Monday night, amid a driving blizzard that snarled traffic around town, I hosted a small dinner featuring Carnegie Mellon University’s Justine Cassell. She is associate dean of technology, strategy, and impact at the university’s school of computer science, and an expert on the human role in artificial intelligence. Cassell let loose the best one-liner I’ve heard that combats Elon Musk’s fear that the robots will kill us all. “If you’re afraid of the android revolution,” she said, “just stand in a puddle. The robot will electrocute itself.” (She added: If you can’t find a puddle, just stand still for 40 minutes, the robot will run out of electricity.)

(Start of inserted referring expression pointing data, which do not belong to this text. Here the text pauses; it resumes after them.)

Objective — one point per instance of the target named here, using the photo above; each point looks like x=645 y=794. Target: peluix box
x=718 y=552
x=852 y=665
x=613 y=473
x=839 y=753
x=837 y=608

Tuesday morning I hosted another panel that featured the Stanford roboticist and machine-learning expert Fei-Fei Li. She is doing a stint at Google, working in its cloud business, and has admirably grasped the commercial aspects of her technical job quite well. She argues that “pre-data” companies can’t all of a sudden do AI themselves. The solution: Google Cloud, which would be happy to help.
Speaking of companies who want to come up to speed digitally and otherwise, I’m pleased to announce that later this year Fortune will launch its newest conference, Brainstorm Reinvent. Think of it as the mirror image of Brainstorm Tech in Aspen. Reinvent, which will be held Sept. 24-25 in Chicago, targets C-level executives in the industrial heartland, all of whom want to be on the right side of disruption. The founding sponsor of the event is McKinsey, the international consulting firm that’s keen to help non-tech-industry companies navigate these difficult straits. If you’d like to attend (or speak), drop me an email.

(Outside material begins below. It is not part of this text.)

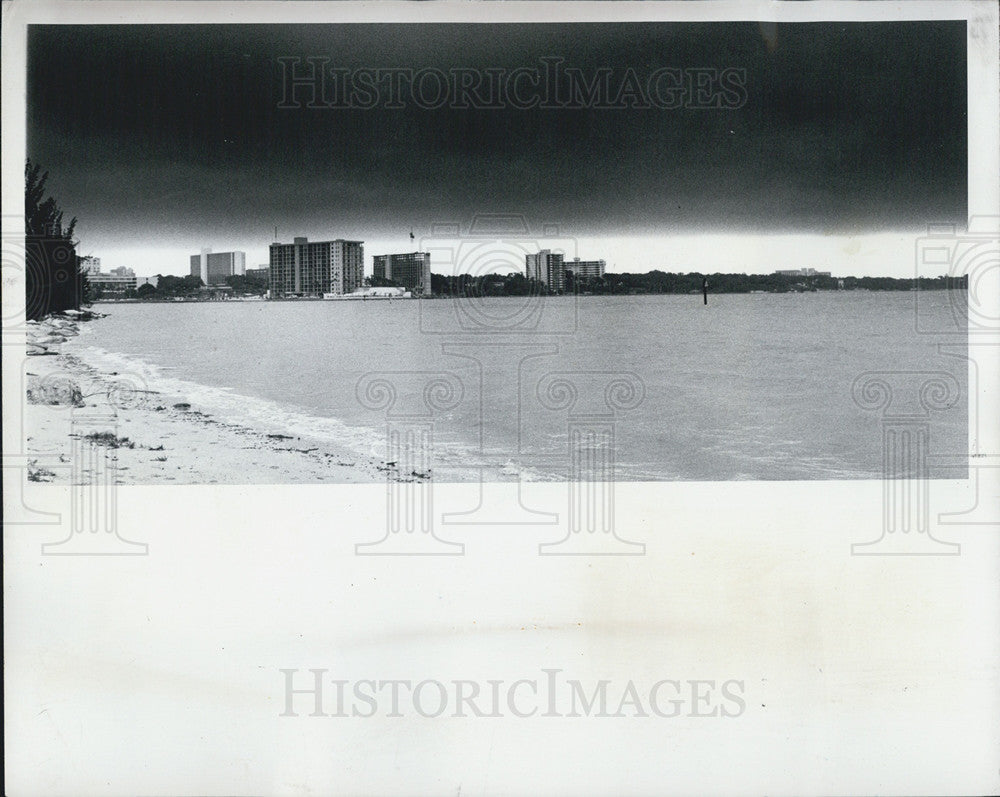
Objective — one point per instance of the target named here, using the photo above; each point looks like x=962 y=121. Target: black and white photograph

Monday I noted that the backlash against the tech giants would be a preoccupation of at least Silicon Valley executives in Davos. In that vein, I highly recommend an engaging, erudite, cleverly written, and amusing cover story in The Economist, “Silicon Valley, we have a problem.” Incidentally, of the three tech giants the article calls out the most for potential antitrust actions, Amazon (amzn), Facebook (fb) , and Google (googl), only the latter two are in Davos in force. In the magazine’s next tier, Microsoft (msft) has a Davos presence; Apple (aapl) and Netflix (nflx) do not.
Line of the day (so far) … Rachel Botsman, author of Who Can You Trust?: “Convenience is trumping trust.” This on a Davos panel with Google Chief Financial Officer Ruth Porat (whose company gives away a ton of information in return for its users’ data) and Dara Khosrowshahi (whose company’s trustworthiness has plummeted).